Closed mohamedhafez closed 3 days ago
Libxml2 doesn't support concurrent modifications the same document. See https://gitlab.gnome.org/GNOME/libxml2/-/wikis/Thread-safety
So the way Ractors work is that only one of them can access a given document object at a time, so libxml2's limitation of not supporting concurrent modifications on the same document actually shouldn't be an issue: https://ruby-doc.org/core-3.0.0/Ractor.html
What I'm hoping to avoid is that accessing different document objects can't be done concurrently, which is currently the case. According to the link you posted, libxml2 explicitly allows this as long as you:
configure the library accordingly using the --with-threads options
call xmlInitParser() in the "main" thread before using any of the libxml2 API (except possibly selecting a different memory allocator)
So I'm hoping this actually should be trivial!

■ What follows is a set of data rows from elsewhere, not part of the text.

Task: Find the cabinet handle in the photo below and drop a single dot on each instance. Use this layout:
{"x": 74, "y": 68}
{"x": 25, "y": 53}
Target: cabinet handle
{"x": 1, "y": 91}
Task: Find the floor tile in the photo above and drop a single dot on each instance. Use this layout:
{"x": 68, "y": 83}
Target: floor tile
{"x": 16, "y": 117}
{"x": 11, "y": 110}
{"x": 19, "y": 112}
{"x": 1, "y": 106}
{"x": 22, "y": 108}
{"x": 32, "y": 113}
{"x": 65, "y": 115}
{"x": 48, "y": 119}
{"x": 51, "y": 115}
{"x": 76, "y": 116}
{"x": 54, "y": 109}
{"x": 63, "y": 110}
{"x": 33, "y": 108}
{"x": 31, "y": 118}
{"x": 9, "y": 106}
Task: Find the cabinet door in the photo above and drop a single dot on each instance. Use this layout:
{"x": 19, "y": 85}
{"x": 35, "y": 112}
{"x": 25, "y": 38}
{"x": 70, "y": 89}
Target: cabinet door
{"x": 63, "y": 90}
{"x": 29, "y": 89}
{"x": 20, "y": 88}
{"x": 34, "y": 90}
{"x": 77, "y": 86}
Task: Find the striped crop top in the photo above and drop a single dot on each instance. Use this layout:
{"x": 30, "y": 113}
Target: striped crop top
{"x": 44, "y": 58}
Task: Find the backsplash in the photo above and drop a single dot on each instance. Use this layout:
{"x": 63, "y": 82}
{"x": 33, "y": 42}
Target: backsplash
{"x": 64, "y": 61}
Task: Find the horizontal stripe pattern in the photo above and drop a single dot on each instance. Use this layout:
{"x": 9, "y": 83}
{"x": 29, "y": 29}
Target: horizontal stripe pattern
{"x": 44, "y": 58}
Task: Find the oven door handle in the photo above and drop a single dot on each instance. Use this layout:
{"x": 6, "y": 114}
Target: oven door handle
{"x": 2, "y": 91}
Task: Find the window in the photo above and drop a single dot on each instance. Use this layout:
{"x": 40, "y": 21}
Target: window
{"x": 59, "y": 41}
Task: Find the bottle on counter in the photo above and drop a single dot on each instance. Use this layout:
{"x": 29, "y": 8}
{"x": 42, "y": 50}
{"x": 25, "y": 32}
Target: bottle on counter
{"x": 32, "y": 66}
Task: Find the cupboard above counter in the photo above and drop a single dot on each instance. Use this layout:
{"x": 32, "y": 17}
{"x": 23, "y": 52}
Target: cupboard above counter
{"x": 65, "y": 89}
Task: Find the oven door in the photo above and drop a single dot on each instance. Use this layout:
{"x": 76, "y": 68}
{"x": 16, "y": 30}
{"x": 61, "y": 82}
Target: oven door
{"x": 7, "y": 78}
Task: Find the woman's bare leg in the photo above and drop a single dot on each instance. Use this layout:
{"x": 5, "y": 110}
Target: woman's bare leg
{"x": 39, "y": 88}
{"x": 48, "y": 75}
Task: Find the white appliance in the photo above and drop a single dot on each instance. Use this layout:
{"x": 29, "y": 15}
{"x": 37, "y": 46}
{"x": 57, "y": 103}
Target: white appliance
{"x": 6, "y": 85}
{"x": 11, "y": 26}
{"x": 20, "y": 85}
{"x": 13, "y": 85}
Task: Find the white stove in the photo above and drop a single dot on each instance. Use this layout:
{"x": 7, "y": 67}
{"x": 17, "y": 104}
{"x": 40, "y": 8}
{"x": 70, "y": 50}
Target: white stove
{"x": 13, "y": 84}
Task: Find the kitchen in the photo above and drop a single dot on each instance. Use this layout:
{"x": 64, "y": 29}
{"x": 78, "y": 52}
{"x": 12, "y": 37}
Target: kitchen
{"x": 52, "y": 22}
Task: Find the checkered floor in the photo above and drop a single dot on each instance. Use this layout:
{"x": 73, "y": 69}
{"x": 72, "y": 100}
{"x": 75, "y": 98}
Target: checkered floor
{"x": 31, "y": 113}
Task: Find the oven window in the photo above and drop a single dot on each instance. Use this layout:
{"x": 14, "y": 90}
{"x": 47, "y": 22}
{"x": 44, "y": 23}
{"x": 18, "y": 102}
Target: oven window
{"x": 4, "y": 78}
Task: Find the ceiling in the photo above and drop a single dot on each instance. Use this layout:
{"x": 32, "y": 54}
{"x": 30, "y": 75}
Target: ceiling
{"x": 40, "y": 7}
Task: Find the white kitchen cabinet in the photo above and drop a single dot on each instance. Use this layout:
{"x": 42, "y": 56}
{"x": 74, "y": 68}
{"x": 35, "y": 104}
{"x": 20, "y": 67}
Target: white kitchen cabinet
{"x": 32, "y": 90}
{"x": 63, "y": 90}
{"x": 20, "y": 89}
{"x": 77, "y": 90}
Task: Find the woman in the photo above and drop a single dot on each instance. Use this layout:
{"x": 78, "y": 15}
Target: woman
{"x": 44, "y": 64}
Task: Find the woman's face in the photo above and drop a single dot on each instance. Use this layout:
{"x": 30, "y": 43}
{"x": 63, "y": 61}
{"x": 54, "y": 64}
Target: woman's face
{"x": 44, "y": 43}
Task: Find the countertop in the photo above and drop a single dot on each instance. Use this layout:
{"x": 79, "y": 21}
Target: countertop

(I'm addressing the use case of Ractors only here, since thats the only way it would happen in canonical, regular C-Ruby. Thread.new
and Fibers are still subject to the GVL in C-Ruby, and Ractors are the only way to do true concurrency. TruffleRuby and JRuby users already know to protect access to the same object with a Mutex if they are doing multithreaded programming, and if they don't they are going to be screwed in a million other places;)
@eregon perhaps you or someone on the TruffleRuby team could lend a little more gravitas to my argument above? 😅
@mohamedhafez Thanks for opening this issue. Earlier this year I spent some time exploring how ractors and the sqlite3 gem interact, so I have questions.
Have you tried parsing and manipulating documents in different ractors? What was your experience like? What worked and what didn't work?
Our mental model is that although libxml2 doesn't support concurrent operations within a single document, each ractor should be able to parse and manipulate a separate document, and I'd like to update our mental model if your experience has been something different.
When you say "support for ractors" I'm trying to understand your specific use case, and what specific error message motivated you to open this issue. Passing objects between ractors can be hard for complex object graphs, and so any additional information you can provide would help me form better mental models.
In planning ahead to the near future when TruffleRuby can run C-extensions marked with
rb_ext_ractor_safe(true)
in parallel, and for when Ractors are no longer just experimental, it would be great if the C-extension could be made threadsafe, or marked as such if it already is so!